You are viewing a plain text version of this content. The canonical link for it is here.
Posted to user@flink.apache.org by Christophe Jolif <cj...@gmail.com> on 2018/01/05 16:51:22 UTC

"keyed" aggregation

Hi all,

I'm sourcing from a Kafka topic, using the key of the Kafka message to key
the stream, then doing some aggregation on the keyed stream.
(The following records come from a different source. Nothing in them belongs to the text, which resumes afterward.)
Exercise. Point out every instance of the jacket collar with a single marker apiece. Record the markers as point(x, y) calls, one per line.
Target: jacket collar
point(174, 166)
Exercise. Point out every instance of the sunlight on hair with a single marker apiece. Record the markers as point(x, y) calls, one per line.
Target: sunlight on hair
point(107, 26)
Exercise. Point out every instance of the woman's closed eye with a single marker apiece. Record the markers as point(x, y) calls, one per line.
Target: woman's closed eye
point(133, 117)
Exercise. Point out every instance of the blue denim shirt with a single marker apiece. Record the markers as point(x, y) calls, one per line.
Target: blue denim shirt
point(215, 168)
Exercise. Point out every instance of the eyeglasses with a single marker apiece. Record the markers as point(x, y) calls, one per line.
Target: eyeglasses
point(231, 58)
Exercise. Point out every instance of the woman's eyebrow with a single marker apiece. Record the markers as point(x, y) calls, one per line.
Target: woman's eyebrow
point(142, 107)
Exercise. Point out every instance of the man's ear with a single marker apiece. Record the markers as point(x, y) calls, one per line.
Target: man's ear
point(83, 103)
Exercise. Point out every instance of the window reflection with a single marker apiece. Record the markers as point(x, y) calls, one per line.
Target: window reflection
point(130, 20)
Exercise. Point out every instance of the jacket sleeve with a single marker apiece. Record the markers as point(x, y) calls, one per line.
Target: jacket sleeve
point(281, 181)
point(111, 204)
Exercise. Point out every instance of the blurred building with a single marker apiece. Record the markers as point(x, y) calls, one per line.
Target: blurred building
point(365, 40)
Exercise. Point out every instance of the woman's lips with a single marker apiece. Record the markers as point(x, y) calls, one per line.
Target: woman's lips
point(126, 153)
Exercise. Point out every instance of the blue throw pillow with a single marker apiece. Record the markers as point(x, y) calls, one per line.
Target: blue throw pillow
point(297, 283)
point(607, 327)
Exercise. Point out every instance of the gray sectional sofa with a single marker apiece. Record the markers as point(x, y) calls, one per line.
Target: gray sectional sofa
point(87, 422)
Now I want to sink back to a different Kafka topic but re-using the same
key. The thing is that my aggregation "lost" the key. Obviously I can make
sure my aggregation function keeps the key, but I find that a bit strange
as it does not relate to aggregation.

Is there a best practice in that domain? How should the key be carried when
moving from a kafka source to sink but doing some aggregation along the way?

Thanks,
-- 
Christophe

Re: "keyed" aggregation

Posted by Till Rohrmann <tr...@apache.org>.
Hi Christophe,

if you don't have a way to recompute the key from the aggregation result,
then you have to write an aggregation function which explicitly keeps it
(e.g. a tuple value where the first entry is the key and the second the
aggregate value).

Cheers,
Till

On Fri, Jan 5, 2018 at 5:51 PM, Christophe Jolif <cj...@gmail.com> wrote:

> Hi all,
>
> I'm sourcing from a Kafka topic, using the key of the Kafka message to key
> the stream, then doing some aggregation on the keyed stream.
>
> Now I want to sink back to a different Kafka topic but re-using the same
> key. The thing is that my aggregation "lost" the key. Obviously I can make
> sure my aggregation function keeps the key, but I find that a bit strange
> as it does not relate to aggregation.
>
> Is there a best practice in that domain? How should the key be carried
> when moving from a kafka source to sink but doing some aggregation along
> the way?
>
> Thanks,
> --
> Christophe
>